E NEWS 7TH JUNE 2024

This weekend is a significant weekend for the Wellington Catholic Archdiocese in that it marks the reopening of the Metropolitan Cathedral of the Sacred Heart on Hill St Wellington. Six years ago, it closed after being classified as earthquake prone and work began to strengthen and restore the historic building. In reading this I thought about St Andrews building and its heritage  and I thought about the place buildings have in our faith journeys and one of the common threads is that people often say it is the beauty of a place that endears it to them but what is beauty? Is it just what it looks like? Is it more than that and if so, what is it?

We can choose to see beauty in the most simple and common things around us. Yet it is always more than that because the beauty can become a source of unending joy for us. We acknowledge that beauty is in the eye of the beholder, so there is something about beauty that cannot be contained in one concept or definition. What we might agree is that all conceptions of beauty aim to capture what is essential to all beautiful things but that is never one thing. Classical conceptions define beauty in terms of the relation between the beautiful object as a whole and its parts: the parts should stand in the right proportion to each other and thus compose an integrated harmonious whole. Think about this in terms of the ruined and the restored Cathedral or St Andrew’s building. There is something more to the beauty than just what it looks like even though what we do is material restoration. Just like the Ancient Hebrew nomad who piled stones at the end of the day for their headrest as symbol of the God-given place of safety and rest our buildings become symbols of the sacred place od sanctuary, safety, rest, and reconciliation and thus places of beauty. And all this is without going into the heritage it represents for us today.

Dana McLean Greeley wrote a hymn that seemed to speak to the wholistic nature of beauty; that which is greater than its parts and more than just a thing. She wrote”

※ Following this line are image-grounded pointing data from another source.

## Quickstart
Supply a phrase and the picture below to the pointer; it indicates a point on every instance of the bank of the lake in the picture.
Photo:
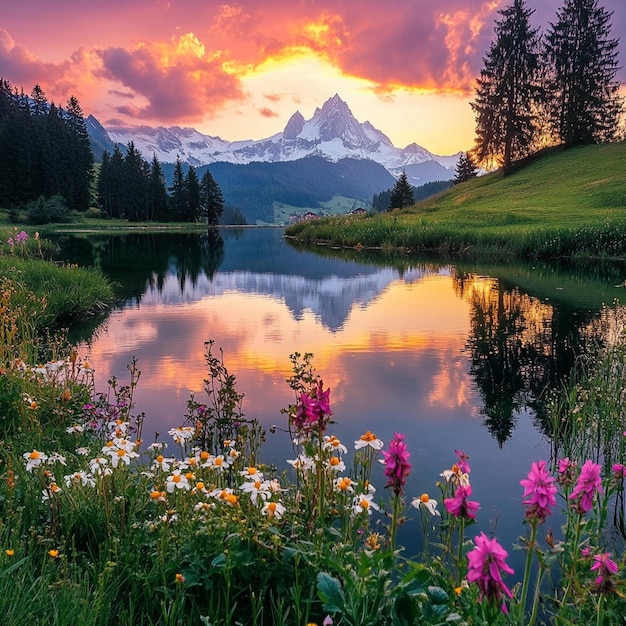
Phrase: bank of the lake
(560, 203)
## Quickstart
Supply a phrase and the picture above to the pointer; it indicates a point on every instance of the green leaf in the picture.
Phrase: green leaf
(437, 595)
(330, 592)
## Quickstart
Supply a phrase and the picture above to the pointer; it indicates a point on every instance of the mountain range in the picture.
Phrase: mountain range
(285, 171)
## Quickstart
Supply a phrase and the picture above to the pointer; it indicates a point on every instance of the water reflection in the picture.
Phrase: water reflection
(485, 340)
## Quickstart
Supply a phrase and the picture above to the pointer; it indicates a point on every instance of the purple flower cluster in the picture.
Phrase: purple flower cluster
(397, 466)
(485, 567)
(539, 492)
(313, 411)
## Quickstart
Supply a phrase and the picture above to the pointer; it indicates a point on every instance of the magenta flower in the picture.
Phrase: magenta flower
(462, 464)
(459, 505)
(589, 483)
(567, 469)
(606, 567)
(397, 466)
(539, 492)
(485, 567)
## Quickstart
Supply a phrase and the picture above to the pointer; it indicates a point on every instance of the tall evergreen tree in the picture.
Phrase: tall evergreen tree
(401, 194)
(211, 199)
(177, 191)
(465, 168)
(81, 162)
(192, 196)
(135, 183)
(508, 90)
(584, 105)
(158, 200)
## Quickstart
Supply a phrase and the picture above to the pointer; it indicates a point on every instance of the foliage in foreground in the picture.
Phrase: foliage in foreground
(99, 527)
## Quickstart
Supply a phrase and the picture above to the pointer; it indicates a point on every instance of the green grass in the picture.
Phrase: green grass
(559, 203)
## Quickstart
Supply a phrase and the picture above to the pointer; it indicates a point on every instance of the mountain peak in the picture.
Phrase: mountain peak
(294, 126)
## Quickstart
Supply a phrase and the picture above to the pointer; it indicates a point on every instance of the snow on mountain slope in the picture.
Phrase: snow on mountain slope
(333, 133)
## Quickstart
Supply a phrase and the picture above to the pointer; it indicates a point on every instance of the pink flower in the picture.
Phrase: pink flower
(459, 505)
(539, 492)
(397, 466)
(462, 464)
(313, 410)
(566, 471)
(589, 483)
(485, 564)
(606, 567)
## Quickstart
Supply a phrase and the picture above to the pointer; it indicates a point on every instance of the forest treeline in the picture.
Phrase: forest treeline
(47, 167)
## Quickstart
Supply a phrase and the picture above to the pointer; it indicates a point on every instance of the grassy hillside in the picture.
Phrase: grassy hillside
(559, 203)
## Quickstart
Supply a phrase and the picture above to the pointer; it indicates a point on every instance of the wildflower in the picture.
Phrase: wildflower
(34, 459)
(181, 434)
(302, 462)
(98, 466)
(257, 488)
(455, 475)
(251, 472)
(176, 481)
(397, 466)
(344, 484)
(539, 492)
(588, 484)
(364, 503)
(566, 469)
(424, 501)
(335, 464)
(368, 439)
(485, 564)
(274, 510)
(606, 567)
(372, 542)
(52, 490)
(463, 461)
(459, 505)
(334, 445)
(85, 479)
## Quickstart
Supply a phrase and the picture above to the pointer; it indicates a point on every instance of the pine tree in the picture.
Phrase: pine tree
(158, 200)
(508, 90)
(78, 195)
(177, 191)
(465, 168)
(401, 194)
(192, 196)
(211, 199)
(584, 105)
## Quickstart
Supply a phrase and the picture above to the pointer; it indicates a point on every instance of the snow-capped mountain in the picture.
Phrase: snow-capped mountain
(333, 133)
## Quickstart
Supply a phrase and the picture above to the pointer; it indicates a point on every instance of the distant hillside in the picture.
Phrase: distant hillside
(253, 188)
(559, 203)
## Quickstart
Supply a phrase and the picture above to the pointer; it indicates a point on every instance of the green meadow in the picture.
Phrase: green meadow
(559, 203)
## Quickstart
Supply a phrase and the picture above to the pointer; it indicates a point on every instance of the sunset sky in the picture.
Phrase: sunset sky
(239, 70)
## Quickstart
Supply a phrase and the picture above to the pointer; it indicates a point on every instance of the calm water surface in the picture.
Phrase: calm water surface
(455, 357)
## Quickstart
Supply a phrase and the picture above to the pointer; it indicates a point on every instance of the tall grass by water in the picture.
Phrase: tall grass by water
(562, 203)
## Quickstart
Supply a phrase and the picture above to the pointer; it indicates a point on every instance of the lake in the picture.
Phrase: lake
(454, 355)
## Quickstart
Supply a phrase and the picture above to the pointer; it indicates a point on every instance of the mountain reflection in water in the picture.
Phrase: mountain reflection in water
(457, 356)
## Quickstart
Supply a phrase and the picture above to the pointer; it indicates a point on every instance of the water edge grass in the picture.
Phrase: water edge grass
(560, 203)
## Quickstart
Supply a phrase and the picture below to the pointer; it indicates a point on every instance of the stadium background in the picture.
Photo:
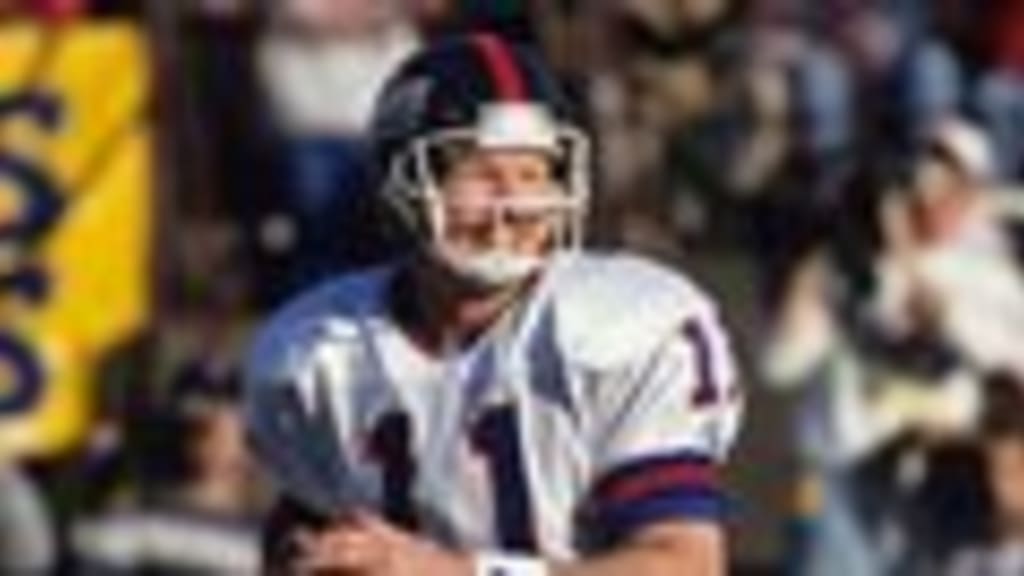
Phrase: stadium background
(165, 169)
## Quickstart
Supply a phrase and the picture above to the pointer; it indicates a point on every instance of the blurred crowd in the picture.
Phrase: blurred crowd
(862, 157)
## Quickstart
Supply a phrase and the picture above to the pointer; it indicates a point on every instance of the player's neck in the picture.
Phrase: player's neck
(442, 314)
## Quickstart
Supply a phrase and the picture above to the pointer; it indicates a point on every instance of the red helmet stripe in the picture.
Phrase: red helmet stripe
(500, 63)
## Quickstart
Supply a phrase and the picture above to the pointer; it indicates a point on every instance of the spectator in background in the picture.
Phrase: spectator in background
(201, 523)
(999, 95)
(323, 64)
(1003, 445)
(949, 270)
(28, 539)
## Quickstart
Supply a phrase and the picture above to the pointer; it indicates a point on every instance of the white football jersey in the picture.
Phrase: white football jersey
(601, 403)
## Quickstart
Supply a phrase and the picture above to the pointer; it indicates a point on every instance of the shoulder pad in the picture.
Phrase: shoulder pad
(610, 310)
(329, 313)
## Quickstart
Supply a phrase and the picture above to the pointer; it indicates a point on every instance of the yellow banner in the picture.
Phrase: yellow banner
(75, 220)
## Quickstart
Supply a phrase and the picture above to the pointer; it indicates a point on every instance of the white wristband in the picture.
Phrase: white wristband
(489, 564)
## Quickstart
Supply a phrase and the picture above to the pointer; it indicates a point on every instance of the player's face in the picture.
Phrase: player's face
(502, 200)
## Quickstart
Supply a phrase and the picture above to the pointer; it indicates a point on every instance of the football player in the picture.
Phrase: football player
(498, 403)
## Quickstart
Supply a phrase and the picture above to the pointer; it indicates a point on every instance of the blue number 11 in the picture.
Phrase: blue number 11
(496, 438)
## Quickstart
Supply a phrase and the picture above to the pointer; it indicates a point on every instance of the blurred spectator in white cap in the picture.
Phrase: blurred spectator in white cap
(949, 268)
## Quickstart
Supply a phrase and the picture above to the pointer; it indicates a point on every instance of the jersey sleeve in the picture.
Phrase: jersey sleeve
(291, 424)
(663, 425)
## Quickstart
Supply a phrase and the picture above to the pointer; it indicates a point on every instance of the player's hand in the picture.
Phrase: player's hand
(366, 544)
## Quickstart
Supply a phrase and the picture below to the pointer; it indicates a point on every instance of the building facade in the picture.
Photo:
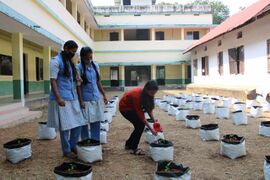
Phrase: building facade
(133, 41)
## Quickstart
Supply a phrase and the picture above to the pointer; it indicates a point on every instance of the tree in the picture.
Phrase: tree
(220, 11)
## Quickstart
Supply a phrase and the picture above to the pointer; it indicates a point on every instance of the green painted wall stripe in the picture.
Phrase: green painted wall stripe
(16, 89)
(6, 88)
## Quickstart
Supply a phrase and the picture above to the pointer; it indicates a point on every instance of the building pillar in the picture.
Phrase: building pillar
(153, 34)
(17, 66)
(46, 68)
(122, 76)
(182, 34)
(122, 37)
(82, 20)
(74, 8)
(183, 74)
(64, 2)
(153, 72)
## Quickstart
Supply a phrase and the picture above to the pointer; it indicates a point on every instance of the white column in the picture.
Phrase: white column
(182, 34)
(153, 34)
(64, 2)
(153, 72)
(122, 37)
(74, 8)
(17, 66)
(82, 20)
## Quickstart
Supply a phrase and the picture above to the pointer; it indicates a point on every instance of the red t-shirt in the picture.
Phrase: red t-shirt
(131, 101)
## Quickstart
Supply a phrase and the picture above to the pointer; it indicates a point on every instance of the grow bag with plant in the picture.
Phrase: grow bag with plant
(45, 132)
(89, 150)
(209, 108)
(239, 117)
(264, 128)
(209, 132)
(18, 150)
(73, 170)
(256, 111)
(161, 150)
(170, 170)
(232, 146)
(266, 168)
(222, 112)
(181, 114)
(193, 121)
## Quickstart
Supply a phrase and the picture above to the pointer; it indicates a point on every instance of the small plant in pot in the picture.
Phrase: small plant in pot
(169, 170)
(232, 146)
(18, 150)
(193, 121)
(72, 170)
(209, 132)
(161, 150)
(264, 128)
(89, 150)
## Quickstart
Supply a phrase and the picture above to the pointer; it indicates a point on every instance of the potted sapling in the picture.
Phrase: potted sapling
(18, 150)
(161, 150)
(193, 121)
(233, 146)
(45, 132)
(256, 111)
(222, 112)
(209, 132)
(266, 168)
(89, 150)
(181, 114)
(168, 170)
(239, 117)
(264, 128)
(73, 170)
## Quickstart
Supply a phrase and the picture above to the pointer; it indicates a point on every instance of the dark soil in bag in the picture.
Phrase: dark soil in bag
(73, 169)
(17, 143)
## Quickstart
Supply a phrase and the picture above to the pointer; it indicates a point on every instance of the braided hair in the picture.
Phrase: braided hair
(84, 51)
(69, 45)
(147, 102)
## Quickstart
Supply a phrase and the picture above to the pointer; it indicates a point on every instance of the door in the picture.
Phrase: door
(114, 73)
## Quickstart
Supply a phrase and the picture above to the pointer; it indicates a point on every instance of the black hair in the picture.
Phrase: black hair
(147, 102)
(69, 45)
(84, 51)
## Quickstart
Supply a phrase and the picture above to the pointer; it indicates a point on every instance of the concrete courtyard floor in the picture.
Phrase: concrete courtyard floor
(203, 158)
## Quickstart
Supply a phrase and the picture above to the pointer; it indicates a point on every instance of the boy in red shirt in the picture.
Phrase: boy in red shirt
(132, 106)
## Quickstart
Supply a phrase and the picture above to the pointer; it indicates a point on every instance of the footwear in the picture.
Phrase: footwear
(138, 152)
(70, 155)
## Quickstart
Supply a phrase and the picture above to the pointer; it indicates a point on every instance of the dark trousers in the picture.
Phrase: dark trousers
(134, 138)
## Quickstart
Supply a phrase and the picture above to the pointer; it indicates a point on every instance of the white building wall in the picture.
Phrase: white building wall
(254, 40)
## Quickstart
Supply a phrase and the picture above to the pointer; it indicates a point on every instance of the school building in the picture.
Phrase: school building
(133, 41)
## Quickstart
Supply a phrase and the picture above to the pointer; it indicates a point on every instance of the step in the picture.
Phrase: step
(14, 119)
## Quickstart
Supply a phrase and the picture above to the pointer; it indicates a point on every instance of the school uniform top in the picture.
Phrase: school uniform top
(90, 91)
(131, 101)
(66, 85)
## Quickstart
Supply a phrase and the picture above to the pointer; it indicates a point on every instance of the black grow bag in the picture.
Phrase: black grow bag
(192, 117)
(88, 142)
(267, 159)
(209, 126)
(237, 111)
(232, 139)
(163, 169)
(17, 143)
(73, 169)
(265, 123)
(161, 143)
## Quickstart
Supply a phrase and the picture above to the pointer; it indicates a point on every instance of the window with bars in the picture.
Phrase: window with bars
(220, 63)
(236, 60)
(205, 66)
(195, 67)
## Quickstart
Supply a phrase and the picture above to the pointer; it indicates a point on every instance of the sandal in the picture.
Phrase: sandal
(138, 152)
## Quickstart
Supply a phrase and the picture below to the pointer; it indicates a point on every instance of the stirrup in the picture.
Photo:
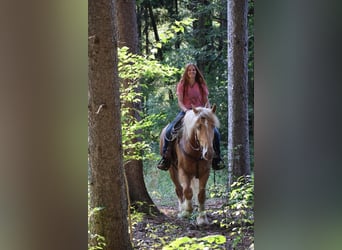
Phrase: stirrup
(163, 164)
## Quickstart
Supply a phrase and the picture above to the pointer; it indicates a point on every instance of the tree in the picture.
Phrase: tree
(128, 36)
(238, 136)
(107, 182)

Let all beauty we have known
illuminate our hearts and minds.
Rejoice in wonders daily shown,
in faith and joy, and love that bind.

We celebrate with singing hearts
the loveliness of sky and earth,
the inspiration of the arts,
the miracle of ev’ry birth.

Life’s music and its poetry
surround and bless us through our days.
For these we sing in harmony,
together giving thanks and praise.

Let all beauty we have known suggests that beauty is an unending universal encounter. Illuminate our hearts and minds suggests that it breaks in upon a resident darkness and that its encounter is with both emotional intelligence and cognitive intelligence. Rejoice in wonders daily shown, suggests that beauty is akin to the moment of awe and wonder and that it can be encountered in the mundane and the ordinary. in faith and joy, and love that bind. suggests that the source of beauty is in values such as trust, happiness, and the primary value of love. The remaining two verses continue to add to the nature of beauty and liken it to harmony utility and imagination.

Quite a bit to put upon a building but it is the symbolic link between the material and the Meta-physical, I think. We celebrate with singing hearts every Sunday the loveliness of sky and earth, as the inspiration of the arts, the miracle of every birth and the beauty of our sacred buildings.